Es ist ein staatenbasierter Ansatz – Staaten sind die Subjekte des Völkerrechts. Das hat sich in den vergangenen 75 Jahren allerdings ein bisschen geändert, auch durch die Menschenrechte und das Verständnis, dass Individuen Rechtsträger sind. Es gibt zum Beispiel inzwischen Mechanismen wie das Internet Governance Forum, wo sich Vertreterinnen und Vertreter aus ­Zivilgesellschaft, Wissenschaft und Wirtschaft treffen, um über Herausforderungen, Probleme und mögliche Lösungen zu diskutieren. Die Entscheidungen treffen letztlich aber doch die Staaten. Aber es gibt auch andere Ideen, wie zum Beispiel die Weltbürgerinitiative oder eine parlamentarische Versammlung.

Also quasi ein Weltparlament?

Die Idee eines Parlaments bei den UN als Korrektiv und Ort für Debatten hat Charme. Es gäbe dann die Generalversammlung mit einer Stimme pro Staat und daneben eine nach bestimmten Kriterien zusammengesetzte parlamentarische Versammlung mit Abgeordneten. Knifflig ist nur, wer wie viele Abgeordnete entsenden darf: Hängt das von der Größe des Landes ab, von der Wirtschaftskraft oder davon, ob es sich an die Menschenrechte hält? Aber es lohnt sich, diese Diskussion zu führen.
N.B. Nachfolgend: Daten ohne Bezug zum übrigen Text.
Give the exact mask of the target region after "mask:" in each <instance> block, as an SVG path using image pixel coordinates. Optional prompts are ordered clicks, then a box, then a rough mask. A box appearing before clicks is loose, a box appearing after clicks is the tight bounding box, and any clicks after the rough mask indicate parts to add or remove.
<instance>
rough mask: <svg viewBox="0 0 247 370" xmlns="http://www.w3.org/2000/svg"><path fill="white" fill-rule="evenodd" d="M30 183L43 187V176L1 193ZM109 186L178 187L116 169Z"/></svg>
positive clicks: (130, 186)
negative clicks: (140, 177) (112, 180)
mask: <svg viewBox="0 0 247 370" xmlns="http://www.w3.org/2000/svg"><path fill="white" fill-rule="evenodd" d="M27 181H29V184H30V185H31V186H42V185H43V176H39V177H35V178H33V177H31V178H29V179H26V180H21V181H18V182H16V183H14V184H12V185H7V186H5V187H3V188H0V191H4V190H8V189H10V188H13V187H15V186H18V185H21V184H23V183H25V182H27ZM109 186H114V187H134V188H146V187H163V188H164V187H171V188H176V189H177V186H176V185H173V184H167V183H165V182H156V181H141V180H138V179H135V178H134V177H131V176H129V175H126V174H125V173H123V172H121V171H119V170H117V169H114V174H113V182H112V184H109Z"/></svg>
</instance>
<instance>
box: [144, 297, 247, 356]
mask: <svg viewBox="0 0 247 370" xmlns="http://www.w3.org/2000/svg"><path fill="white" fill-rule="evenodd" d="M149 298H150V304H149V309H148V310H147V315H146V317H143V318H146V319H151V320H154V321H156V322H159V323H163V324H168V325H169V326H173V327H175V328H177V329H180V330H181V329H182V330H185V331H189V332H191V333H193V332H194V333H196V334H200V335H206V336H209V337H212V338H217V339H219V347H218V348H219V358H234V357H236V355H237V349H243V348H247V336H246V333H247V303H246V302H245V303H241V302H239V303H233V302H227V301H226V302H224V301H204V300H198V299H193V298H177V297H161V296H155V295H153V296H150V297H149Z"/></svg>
Was ist die Weltbürgerinitiative?

Die Weltbürgerinitiative will die Vereinten Nationen näher an die Menschen und an die Zivilgesellschaft führen und es ­ihnen ermöglichen, Themen auf die Tagesordnungen von ­Generalversammlung oder Sicherheitsrat zu setzen. Das würde widerspiegeln, was ohnehin passiert: An vielen Stellen haben Menschen oder zivilgesellschaftliche Organisationen schon ­Partizipationsmöglichkeiten gefunden, das wird also in der ­Praxis schon gelebt.

Es scheint viele Vorschläge zu geben, die UN zu ändern.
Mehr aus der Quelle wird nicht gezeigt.